Vers une reconfiguration des chaînes de valeur immatérielles

Au total, l’offshoring africain ne relève plus d’une simple logique de sous-traitance à bas coût. Il s’inscrit dans une transformation plus large des chaînes de valeur mondiales, où la proximité géographique, la stabilité institutionnelle et la montée en compétence jouent un rôle croissant.

Selon Kearney, l’attractivité ne se mesure plus seulement au coût salarial, mais aussi à l’environnement des affaires et à la disponibilité de talents spécialisés.
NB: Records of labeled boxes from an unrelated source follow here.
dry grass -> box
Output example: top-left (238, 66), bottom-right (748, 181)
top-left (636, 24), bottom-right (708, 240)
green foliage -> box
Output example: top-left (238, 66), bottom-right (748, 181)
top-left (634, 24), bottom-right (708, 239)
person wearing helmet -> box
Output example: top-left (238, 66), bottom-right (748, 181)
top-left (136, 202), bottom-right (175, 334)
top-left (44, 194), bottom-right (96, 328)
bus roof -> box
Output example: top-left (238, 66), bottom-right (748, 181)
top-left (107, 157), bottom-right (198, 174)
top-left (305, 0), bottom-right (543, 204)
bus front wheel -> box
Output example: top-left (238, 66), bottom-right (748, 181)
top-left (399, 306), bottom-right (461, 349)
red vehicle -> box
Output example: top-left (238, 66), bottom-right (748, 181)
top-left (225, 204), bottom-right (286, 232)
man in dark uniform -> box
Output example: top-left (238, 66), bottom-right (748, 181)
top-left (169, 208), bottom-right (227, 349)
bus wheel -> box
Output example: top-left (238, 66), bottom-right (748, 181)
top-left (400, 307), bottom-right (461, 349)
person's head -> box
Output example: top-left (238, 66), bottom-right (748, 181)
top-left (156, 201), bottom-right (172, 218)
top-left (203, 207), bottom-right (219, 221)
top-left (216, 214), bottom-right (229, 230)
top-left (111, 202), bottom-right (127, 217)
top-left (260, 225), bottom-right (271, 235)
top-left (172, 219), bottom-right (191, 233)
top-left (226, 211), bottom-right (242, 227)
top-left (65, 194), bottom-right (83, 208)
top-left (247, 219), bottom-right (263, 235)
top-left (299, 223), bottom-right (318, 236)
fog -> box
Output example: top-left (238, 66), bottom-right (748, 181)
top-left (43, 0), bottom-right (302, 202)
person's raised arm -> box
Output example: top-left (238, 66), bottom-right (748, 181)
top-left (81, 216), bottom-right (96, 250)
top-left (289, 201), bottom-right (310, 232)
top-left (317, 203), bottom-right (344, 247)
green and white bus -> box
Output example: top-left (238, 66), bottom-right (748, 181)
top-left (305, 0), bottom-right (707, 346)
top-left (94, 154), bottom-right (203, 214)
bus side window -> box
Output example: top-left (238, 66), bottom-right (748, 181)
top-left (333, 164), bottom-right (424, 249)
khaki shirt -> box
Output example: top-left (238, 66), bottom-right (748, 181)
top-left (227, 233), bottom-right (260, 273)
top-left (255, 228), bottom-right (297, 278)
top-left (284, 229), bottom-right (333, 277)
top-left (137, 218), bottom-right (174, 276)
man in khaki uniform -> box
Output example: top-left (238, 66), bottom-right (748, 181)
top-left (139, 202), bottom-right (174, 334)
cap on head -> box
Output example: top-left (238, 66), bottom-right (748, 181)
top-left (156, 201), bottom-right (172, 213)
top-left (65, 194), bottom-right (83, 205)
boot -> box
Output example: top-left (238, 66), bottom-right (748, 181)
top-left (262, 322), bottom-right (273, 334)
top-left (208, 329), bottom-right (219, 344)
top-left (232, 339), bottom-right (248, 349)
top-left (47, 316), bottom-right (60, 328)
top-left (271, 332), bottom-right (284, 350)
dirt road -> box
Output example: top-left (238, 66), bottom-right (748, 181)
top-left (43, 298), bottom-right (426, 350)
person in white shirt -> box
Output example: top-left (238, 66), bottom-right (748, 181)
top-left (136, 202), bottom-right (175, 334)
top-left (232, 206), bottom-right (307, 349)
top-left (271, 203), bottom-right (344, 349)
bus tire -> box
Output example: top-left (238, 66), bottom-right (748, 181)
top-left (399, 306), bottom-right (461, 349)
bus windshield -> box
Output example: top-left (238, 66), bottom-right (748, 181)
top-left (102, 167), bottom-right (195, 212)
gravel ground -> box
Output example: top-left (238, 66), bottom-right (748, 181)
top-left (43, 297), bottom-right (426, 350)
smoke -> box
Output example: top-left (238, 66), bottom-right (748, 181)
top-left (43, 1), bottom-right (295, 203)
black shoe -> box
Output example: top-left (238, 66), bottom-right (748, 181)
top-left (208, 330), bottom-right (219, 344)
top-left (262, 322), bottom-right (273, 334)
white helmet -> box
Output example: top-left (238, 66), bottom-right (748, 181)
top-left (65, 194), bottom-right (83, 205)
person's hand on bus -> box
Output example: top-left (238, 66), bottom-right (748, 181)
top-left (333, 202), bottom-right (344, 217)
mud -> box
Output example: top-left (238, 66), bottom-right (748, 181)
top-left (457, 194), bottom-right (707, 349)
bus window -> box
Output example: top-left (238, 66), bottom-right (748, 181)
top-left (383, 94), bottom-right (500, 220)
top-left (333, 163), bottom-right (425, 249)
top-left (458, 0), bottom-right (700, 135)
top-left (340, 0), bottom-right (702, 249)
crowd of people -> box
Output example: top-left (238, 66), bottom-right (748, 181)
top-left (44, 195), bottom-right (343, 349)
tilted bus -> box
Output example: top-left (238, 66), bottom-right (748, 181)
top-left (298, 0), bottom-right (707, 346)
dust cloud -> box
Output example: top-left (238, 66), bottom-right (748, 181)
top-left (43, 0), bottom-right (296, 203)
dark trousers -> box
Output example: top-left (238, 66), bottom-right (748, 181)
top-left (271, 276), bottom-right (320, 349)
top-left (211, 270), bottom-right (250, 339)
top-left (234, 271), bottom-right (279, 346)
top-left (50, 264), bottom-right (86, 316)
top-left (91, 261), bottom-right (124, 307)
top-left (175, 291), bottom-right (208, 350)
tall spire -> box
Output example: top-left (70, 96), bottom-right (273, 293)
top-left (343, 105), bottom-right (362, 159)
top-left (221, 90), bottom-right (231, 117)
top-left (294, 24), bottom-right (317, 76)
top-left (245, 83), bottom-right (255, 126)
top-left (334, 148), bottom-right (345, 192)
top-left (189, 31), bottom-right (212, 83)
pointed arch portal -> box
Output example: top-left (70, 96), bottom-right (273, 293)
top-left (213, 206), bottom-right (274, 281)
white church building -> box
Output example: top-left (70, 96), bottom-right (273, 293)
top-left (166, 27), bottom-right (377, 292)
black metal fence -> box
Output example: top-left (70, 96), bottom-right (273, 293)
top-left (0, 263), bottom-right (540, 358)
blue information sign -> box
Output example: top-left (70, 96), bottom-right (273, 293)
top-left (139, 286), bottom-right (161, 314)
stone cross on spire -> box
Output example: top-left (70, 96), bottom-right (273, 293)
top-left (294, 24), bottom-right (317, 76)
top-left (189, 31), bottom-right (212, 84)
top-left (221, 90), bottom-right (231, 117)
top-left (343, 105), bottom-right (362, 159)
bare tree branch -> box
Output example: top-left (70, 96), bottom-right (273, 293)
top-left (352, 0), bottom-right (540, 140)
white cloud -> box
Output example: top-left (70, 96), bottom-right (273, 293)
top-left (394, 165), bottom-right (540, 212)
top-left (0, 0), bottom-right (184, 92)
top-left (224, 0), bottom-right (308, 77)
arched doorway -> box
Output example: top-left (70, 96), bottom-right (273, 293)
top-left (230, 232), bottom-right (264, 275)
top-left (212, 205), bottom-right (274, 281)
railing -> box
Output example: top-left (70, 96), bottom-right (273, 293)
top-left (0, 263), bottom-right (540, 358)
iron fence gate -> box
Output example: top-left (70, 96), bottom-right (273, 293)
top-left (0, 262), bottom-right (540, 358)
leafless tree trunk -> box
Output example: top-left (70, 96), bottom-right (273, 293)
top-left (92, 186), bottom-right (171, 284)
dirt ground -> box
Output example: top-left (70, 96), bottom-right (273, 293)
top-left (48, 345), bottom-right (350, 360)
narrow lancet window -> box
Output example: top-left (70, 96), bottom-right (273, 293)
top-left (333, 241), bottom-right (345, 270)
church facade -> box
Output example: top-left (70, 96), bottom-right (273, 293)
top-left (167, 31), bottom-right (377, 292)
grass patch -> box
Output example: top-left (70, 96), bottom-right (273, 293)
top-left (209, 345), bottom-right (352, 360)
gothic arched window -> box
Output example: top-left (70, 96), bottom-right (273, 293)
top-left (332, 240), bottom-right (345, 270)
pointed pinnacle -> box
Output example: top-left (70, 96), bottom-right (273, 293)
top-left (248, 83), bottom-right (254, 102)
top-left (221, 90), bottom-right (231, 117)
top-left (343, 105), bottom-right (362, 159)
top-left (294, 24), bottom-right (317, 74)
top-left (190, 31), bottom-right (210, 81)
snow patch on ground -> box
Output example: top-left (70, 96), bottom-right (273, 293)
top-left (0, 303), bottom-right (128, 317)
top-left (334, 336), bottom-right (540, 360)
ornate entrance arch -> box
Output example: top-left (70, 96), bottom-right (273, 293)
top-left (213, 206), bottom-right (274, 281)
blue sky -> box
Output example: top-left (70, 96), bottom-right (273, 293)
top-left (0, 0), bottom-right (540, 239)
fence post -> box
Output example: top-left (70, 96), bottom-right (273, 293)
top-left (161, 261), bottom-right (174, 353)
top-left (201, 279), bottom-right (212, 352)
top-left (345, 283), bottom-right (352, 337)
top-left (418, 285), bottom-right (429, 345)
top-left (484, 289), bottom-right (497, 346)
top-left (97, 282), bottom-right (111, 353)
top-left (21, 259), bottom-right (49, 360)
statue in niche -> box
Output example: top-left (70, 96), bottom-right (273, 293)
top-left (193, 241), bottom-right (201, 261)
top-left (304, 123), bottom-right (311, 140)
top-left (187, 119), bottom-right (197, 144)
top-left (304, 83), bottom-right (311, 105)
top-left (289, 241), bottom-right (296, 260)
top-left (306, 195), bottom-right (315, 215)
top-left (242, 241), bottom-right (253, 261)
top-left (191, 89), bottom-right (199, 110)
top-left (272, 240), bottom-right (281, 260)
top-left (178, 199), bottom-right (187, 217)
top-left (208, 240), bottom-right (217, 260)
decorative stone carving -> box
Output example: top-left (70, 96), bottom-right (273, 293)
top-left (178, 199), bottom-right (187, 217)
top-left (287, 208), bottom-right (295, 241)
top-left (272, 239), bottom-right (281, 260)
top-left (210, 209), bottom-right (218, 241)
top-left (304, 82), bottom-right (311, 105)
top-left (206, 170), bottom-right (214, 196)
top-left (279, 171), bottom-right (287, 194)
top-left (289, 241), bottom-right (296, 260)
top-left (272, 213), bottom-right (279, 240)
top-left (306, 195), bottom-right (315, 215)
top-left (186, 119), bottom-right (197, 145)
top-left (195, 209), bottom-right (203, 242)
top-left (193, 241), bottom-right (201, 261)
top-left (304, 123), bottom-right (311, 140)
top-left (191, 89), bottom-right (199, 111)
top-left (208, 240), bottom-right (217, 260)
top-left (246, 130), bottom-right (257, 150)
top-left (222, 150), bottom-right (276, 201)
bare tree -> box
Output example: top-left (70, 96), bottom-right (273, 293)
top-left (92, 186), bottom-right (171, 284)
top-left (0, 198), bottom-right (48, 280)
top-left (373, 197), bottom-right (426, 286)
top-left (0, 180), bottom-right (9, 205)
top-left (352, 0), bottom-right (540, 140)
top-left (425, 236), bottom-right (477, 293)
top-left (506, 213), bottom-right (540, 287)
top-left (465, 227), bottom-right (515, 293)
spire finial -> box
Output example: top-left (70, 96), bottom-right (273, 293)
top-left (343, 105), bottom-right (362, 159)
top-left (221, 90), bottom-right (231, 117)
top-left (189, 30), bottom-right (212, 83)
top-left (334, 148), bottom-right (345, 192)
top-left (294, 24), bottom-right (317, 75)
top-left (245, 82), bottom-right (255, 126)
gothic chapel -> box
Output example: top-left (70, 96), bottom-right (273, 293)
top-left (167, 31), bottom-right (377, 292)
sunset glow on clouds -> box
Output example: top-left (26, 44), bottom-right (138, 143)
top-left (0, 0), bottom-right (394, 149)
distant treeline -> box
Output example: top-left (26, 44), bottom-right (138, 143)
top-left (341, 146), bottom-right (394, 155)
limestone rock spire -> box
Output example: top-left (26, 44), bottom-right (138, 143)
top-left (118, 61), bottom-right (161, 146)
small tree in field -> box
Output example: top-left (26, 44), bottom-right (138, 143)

De ce point de vue, les pays africains les mieux classés sont ceux qui combinent réformes structurelles, investissements dans la formation et amélioration des infrastructures.

L’Afrique ne rivalise pas encore en volume avec les géants asiatiques de l’outsourcing. Mais elle consolide progressivement une niche stratégique, notamment pour les marchés européens et pour les services multilingues. À mesure que les entreprises mondiales recherchent résilience et diversification, le continent apparaît moins comme une périphérie que comme un acteur émergent de la géoéconomie des services.

L’enjeu, désormais, consiste à transformer cet avantage comparatif en avantage compétitif durable. Cela implique de consolider l’État de droit, de sécuriser les infrastructures énergétiques, de renforcer la cybersécurité et d’investir massivement dans les compétences de demain. Si ces conditions sont réunies, l’Afrique pourrait s’imposer durablement comme l’un des pôles structurants de l’économie mondiale des services externalisés.